One other difference is that Segment is more focused on point-to-point integrations, while Flow focuses more on "data products". When you "capture" data in Flow, you don't just have the ability to materialize it somewhere else. Flow captures data into "collections", which have all the features of data products:
- Discoverable: Users can come to Flow to find the data they need
- Governance: Flow's authorization system allows you to safely share data across users, teams, and even organizations
- Quality: Flow does schema validation at every step, and built-in transforms let you clean up your data and provide meaningful guarantees about the output data
- Observable: Flow automatically instruments every task in a pipeline so you can stay on top of what's happening. (note that we're still working on exposing some of these observability features in the UI)
@huy_doan_quang Just to piggyback on Phil's answer: a fun thing you can do with Flow is capture WebHooks coming from Segment to then use for your own purposes.
- Flow them into an analytics warehouse like Snowflake or BigQuery.
- Roll them up into a live dashboard kept in a Google Sheets.
- Transform and aggregate your Segment events into a customer 360 profile.
@johnny_graettinger1 wow, it sounds super cool. Thank you for the explanation guys! Keep it up! Also, is Estuary Flow on Twitter? Would love to see and catch up with your product updates in the next few weeks/months.
@gurudeep_shrotriya Hello Gurudeep, thank you for your kind words!
Estuary Flow serves the purpose when you want to move data from APIs, databases, or different technologies, to certain destinations. On the way, you can define real-time transformations. All of this happens in real-time so you get milliseconds latency between changes in your source database and your destination. If you have a certain problem that you are trying to solve, we would be more than happy to discuss it as well.
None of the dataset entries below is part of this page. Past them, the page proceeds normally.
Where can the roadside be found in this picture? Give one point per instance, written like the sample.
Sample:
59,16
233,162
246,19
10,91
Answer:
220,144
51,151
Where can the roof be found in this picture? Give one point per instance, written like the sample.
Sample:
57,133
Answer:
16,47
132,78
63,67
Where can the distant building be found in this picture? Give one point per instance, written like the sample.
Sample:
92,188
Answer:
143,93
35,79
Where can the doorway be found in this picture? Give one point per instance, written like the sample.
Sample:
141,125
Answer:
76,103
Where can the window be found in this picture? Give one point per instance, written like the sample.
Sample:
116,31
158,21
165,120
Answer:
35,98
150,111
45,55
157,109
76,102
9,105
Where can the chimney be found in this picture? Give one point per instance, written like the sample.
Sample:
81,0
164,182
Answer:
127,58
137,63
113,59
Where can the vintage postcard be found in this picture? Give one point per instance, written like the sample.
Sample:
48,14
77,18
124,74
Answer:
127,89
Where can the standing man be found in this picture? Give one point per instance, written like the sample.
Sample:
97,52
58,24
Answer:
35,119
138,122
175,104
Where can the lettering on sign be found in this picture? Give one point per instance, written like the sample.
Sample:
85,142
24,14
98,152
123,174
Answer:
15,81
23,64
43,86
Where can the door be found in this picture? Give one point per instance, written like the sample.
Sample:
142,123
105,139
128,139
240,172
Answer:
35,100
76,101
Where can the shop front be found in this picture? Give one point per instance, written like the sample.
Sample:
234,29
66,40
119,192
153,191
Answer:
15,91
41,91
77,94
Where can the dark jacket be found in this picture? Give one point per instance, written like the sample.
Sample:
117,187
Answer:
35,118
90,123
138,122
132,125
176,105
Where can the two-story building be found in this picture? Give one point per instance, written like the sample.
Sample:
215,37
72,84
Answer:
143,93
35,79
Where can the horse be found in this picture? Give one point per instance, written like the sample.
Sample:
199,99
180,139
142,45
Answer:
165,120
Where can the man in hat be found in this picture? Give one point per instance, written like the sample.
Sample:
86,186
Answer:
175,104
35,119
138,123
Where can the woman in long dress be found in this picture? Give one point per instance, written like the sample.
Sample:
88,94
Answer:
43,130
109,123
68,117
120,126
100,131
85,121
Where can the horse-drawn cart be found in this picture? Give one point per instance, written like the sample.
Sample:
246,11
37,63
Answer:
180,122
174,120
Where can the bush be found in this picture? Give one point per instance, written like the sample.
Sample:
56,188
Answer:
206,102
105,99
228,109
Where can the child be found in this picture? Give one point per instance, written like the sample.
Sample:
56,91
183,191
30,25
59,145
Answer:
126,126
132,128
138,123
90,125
A few use cases that come to mind:
1. Gathering your analytics from different SaaS that you use (e.g. HubSpot, Salesforce, Mailchimp, etc.) and consolidating them in a single destination for analysis (e.g. Snowflake)
2. Synchronising data between a database and an Elasticsearch cluster, to allow for your data to be searched on
3. Synchronising data between SQL and/or NoSQL databases, e.g. if you are migrating from one database to another and want to keep data synchronised between the two, or for any reason you have specific use cases for different databases. e.g. Move data from Firestore to Postgres or MySQL to MongoDB, etc.
4. Sending events to a queue technology (e.g. Google PubSub) when certain changes are made to your data in any source
5. [... The list goes on!]
@gurudeep_shrotriya@mahdi_dibaiee and another very common one is just doing change data capture from databases to warehouses! If you use streaming sql to create a materialized view, it can save a good amount of money when you query that warehouse.